Quote from: Bogey on December 19, 2012, 08:11:19 PM


Interesting blip from wiki:

Lush Life is an album credited to jazz musician John Coltrane, released in 1961 on Prestige Records, catalogue 7188. It is assembled from unissued results of three separate recording sessions at Van Gelder Studio in Hackensack, New Jersey in 1957 and 1958. As Coltrane's fame grew during the 1960s long after he had stopped recording for the label, Prestige used unissued recordings to create new marketable albums without Coltrane's input or approval.

And probably without his getting any royalties, either!

Bogey

There will never be another era like the Golden Age of Hollywood.  We didn't know how to blow up buildings then so we had no choice but to tell great stories with great characters.-Ben Mankiewicz

Karl Henning

Well, it wasn't right off that performers in the pop idioms were considered to have any ongoing rights to the recordings.
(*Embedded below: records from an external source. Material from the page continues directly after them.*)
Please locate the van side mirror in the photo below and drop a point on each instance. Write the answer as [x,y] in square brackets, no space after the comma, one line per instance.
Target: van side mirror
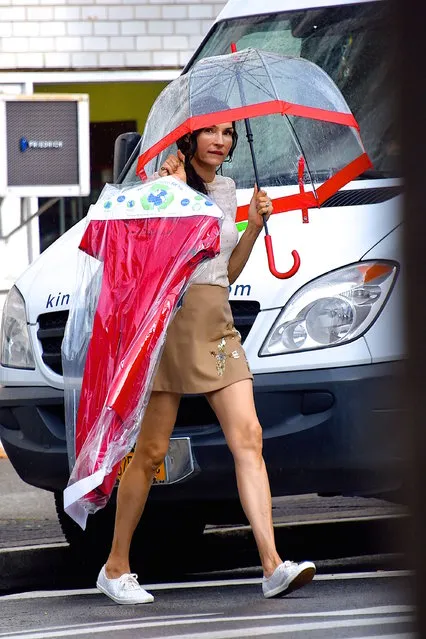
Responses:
[124,146]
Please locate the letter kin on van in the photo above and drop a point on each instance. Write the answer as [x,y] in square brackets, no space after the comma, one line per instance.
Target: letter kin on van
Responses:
[60,299]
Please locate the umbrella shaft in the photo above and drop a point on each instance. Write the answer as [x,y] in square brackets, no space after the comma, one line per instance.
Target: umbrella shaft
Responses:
[249,133]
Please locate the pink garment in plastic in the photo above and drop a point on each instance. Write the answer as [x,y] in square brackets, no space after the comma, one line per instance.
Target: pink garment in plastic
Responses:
[148,263]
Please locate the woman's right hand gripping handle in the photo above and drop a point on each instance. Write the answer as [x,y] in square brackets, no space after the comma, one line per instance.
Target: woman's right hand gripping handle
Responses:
[174,165]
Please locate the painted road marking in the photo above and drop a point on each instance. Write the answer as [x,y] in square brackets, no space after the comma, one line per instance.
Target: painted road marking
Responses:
[257,631]
[219,583]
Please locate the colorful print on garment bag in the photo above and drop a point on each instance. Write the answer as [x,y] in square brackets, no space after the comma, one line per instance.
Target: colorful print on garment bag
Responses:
[159,198]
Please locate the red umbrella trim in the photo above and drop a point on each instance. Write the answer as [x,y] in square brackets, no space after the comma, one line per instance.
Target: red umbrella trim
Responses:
[251,111]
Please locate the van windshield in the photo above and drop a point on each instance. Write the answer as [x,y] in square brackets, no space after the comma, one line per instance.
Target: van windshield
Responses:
[352,44]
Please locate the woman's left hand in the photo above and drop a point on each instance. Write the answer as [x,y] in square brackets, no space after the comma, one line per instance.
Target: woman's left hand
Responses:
[260,208]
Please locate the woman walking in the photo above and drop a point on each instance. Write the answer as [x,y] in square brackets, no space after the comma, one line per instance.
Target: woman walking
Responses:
[203,354]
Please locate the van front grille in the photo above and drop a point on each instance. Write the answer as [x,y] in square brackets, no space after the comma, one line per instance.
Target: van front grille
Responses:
[52,327]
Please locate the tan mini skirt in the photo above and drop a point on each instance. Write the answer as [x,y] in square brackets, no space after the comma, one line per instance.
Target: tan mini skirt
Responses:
[203,351]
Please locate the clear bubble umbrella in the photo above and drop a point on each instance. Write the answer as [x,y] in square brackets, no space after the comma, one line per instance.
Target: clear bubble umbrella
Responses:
[304,118]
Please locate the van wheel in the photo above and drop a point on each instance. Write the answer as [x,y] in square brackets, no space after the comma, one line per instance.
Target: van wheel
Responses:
[167,542]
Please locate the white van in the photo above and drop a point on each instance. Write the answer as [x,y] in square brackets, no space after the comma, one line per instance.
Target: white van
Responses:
[325,346]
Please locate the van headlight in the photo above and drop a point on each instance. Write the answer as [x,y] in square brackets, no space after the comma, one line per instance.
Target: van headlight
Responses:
[16,351]
[334,309]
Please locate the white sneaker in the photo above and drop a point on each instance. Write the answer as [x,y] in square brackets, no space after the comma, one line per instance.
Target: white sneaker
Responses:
[124,589]
[287,577]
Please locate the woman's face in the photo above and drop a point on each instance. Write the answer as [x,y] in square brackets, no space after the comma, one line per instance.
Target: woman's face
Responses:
[213,144]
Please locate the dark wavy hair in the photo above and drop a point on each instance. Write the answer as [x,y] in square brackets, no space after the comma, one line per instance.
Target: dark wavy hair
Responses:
[188,145]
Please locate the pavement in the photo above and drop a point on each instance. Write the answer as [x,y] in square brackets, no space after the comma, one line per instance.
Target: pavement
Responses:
[329,527]
[28,515]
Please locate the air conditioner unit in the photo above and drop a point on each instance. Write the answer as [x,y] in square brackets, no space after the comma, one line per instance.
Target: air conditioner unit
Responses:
[44,145]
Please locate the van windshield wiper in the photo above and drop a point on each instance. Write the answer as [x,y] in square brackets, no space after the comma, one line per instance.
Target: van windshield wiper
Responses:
[374,174]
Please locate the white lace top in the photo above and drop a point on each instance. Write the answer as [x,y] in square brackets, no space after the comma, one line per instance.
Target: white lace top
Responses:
[222,192]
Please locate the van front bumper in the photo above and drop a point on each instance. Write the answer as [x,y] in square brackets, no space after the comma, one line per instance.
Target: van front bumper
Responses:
[331,431]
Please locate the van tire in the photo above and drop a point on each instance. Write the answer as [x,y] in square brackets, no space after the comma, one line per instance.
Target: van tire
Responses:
[166,543]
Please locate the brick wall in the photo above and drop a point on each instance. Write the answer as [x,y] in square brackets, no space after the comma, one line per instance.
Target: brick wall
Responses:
[102,34]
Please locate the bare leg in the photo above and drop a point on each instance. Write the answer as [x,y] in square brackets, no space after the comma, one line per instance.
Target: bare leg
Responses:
[151,448]
[235,410]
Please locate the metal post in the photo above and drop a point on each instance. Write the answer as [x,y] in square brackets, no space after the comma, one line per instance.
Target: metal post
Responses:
[411,59]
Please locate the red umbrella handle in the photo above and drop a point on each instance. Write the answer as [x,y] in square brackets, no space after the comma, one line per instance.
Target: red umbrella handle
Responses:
[271,261]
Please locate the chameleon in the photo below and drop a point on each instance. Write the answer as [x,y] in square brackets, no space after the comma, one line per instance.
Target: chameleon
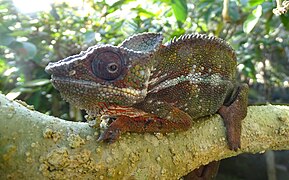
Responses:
[144,85]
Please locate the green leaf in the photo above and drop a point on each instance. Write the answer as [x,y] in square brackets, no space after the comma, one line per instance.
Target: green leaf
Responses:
[285,20]
[6,40]
[27,51]
[255,2]
[37,82]
[14,93]
[252,19]
[180,9]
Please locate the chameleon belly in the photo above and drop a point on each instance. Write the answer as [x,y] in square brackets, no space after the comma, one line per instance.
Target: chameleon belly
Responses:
[147,86]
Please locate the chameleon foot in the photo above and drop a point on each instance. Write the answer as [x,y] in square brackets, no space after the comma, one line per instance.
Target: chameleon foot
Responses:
[233,115]
[207,172]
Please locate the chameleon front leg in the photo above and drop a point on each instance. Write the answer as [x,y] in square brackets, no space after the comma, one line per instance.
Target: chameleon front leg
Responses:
[158,117]
[233,114]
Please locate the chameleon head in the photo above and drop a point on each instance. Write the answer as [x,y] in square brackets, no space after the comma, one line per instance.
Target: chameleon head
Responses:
[114,75]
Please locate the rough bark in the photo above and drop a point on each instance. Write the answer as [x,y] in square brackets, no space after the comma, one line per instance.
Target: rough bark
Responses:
[34,145]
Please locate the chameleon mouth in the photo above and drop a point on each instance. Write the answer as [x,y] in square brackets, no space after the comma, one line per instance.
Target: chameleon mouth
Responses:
[103,90]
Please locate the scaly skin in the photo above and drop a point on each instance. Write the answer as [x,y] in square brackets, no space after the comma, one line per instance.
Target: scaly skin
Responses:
[145,86]
[150,87]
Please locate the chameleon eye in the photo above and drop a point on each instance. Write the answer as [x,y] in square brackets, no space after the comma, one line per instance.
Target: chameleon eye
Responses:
[107,65]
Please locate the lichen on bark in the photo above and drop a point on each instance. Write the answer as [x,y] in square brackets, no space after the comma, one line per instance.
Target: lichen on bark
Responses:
[40,146]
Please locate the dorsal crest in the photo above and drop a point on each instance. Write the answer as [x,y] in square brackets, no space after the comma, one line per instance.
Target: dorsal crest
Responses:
[203,40]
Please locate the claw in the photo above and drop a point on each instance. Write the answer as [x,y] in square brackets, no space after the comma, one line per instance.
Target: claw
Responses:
[109,135]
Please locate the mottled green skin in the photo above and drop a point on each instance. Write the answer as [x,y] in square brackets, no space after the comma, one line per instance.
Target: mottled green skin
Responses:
[212,66]
[150,87]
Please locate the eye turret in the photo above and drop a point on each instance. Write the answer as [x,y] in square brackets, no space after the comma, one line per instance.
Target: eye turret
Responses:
[107,65]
And things were ever a bit shadier in The Land of Jazz.
Karl Henning, Ph.D.
Composer & Clarinetist
Boston MA
http://www.karlhenning.com/
[Matisse] was interested neither in fending off opposition,
nor in competing for the favor of wayward friends.
His only competition was with himself. — Françoise Gilot

Karl Henning

Karl Henning, Ph.D.
Composer & Clarinetist
Boston MA
http://www.karlhenning.com/
[Matisse] was interested neither in fending off opposition,
nor in competing for the favor of wayward friends.
His only competition was with himself. — Françoise Gilot

San Antone

The song Evidence has always fascinated me.  It is my favorite Monk composition.

Karl Henning

I was telling Cato off-line, it's almost . . . jazz Feldman . . . .
Karl Henning, Ph.D.
Composer & Clarinetist
Boston MA
http://www.karlhenning.com/
[Matisse] was interested neither in fending off opposition,
nor in competing for the favor of wayward friends.
His only competition was with himself. — Françoise Gilot

Leo K.

One of my favorite trumpeters, Bunny Berigan, has been on my playlist this month, from the Chronological Classics label in France. Although I think these are out of print, the music is definitely available on other labels.

Incredible trumpet, his solos sound pristine and refined, with a lot of thought about tone, phrasing and construction, as if no note is out of place. A wonderful tonic for the soul.








Quotes from the bio "Mr. Trumpet" by by Michael P. Zirpolo:

"...About the trumpet players I admire...first, I'll name my boy Bunny Berigan.  Now there's a boy I've always admired for his tone, soul, technique, his sense of phrasing and all.  To me, Bunny can't do no wrong in music."

Louis Armstrong, Down Beat, September 1, 1941.


"Steve Lipkins and I would sit there in the back row night after night, set after set, and watch and listen to Bunny, and be totally amazed by what he could and would do."  ---Irving Goodman, trumpet; page 169.

"Bunny always wanted free rein, ad lib solos without any inhibitions of any kind.  As his professional peers, we could understand his fearless cavortings on the horn, full of surprises and delightful experiences.  Bunny was a most colorful player.  When he laid eight bars on the line, it was there for posterity."  ---Manny Weinstock, trumpet; page 138.

"Wow!  Tremendous!  He just picked that whole band up and swung it by himself."  ---Johnny Blowers, drums: page 239.

"Bunny Berigan was a revelation to me.  Never having heard him in-person before, even though I was well acquainted with his work on recordings, I was unprepared for such a tremendous thrill."  ---Helen Oakley (Dance), critic; page 257.

"He had the most gorgeous sound, and that beautiful vibrato. And everything he played had a line.  It was like a melody, even if it had a lot of notes in it."  ---Jimmy Maxwell, trumpet; page 259.

"Touring with Bunny was my first big-time gig, and it was one of the highlights of my life."  ---Ray Conniff, trombone/arranger; page 227.

"I asked Freddy, the recording engineer, where Bunny had stood when he played that chorus (on 'Marie') into a standard RCA 44-ribbon mike.  He showed me a point approximately thirty feet away from the microphone.  Thirty feet! "  ---George "Pee Wee" Erwin, trumpet; page 259.

"This is the greatest living trumpet player."  ---Harry James, trumpet; page 142.